The players on the other hand face the pressure of teammates and it is hard for them to express their true feelings because in many cases they would be shunned. Today’s athletes have in several cases, multiple interests that tug at their time, making year-round practice difficult. If you take a look at the top athletes in our area you will see that most of them play more than one sport. Those athletes would have to pick and choose where to spend their time. No matter where they go, someone isn’t going to be happy with their decision.
You might never get the true feelings of some players and coaches concerning this topic. Everyone has their own agenda and what matters to them is the most important thing. In this situation the best interest of the athlete is the most important factor.

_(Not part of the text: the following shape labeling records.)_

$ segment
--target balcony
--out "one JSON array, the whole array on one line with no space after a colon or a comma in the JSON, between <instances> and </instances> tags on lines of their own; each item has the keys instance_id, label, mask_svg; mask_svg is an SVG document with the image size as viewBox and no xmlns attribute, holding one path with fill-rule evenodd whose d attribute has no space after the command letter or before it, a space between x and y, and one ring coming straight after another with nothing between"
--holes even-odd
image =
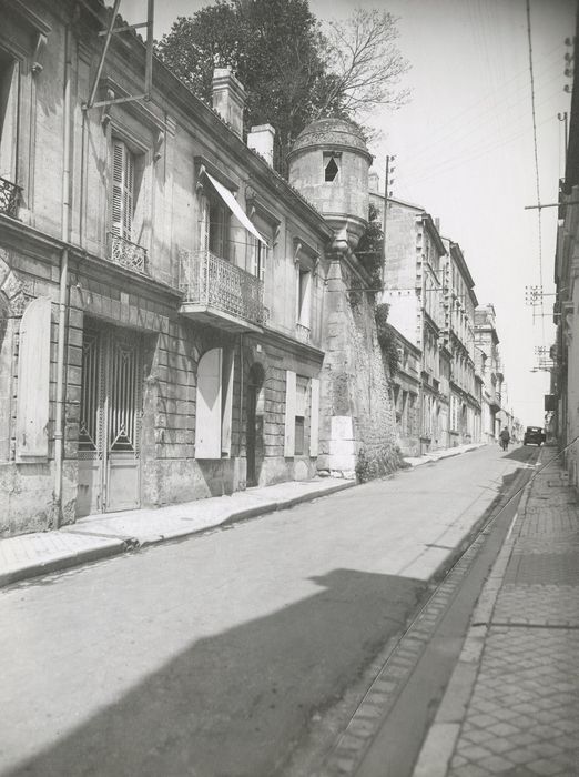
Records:
<instances>
[{"instance_id":1,"label":"balcony","mask_svg":"<svg viewBox=\"0 0 579 777\"><path fill-rule=\"evenodd\" d=\"M146 249L112 232L108 235L108 259L121 268L149 275Z\"/></svg>"},{"instance_id":2,"label":"balcony","mask_svg":"<svg viewBox=\"0 0 579 777\"><path fill-rule=\"evenodd\" d=\"M263 283L211 251L182 252L180 313L228 332L260 332Z\"/></svg>"},{"instance_id":3,"label":"balcony","mask_svg":"<svg viewBox=\"0 0 579 777\"><path fill-rule=\"evenodd\" d=\"M6 178L0 178L0 213L16 219L21 193L22 189L17 186L16 183L7 181Z\"/></svg>"}]
</instances>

The main reason that I think that year-round practice is the way to go is opportunity. Every athlete deserves the opportunity to excel in his or her sport of choice. Repetition is the key mastering and skill. The more that you do it the better you will become at it.
Some athletes are fortunate to have knowledgeable people around them that can help them achieve goals that they set for themselves. The ones that do not are my concern. They deserve a chance to reach their potential and if they are willing to put the time in and do the work they should be provided the opportunity. An underprivileged athlete deserves a chance. A chance to realize their maximum potential and they should not be impeded by a lack of practice time.
Over the years I’ve seen several players blossom a year or two after they graduate. If that process occurred earlier then some of them could have extended their playing careers. More scholarships could have been gained, and maybe some lives could have been changed for the better.
Also, I think the coaches should be compensated for their efforts. Year long practice should mean additional pay. What better investment do we have than our youth?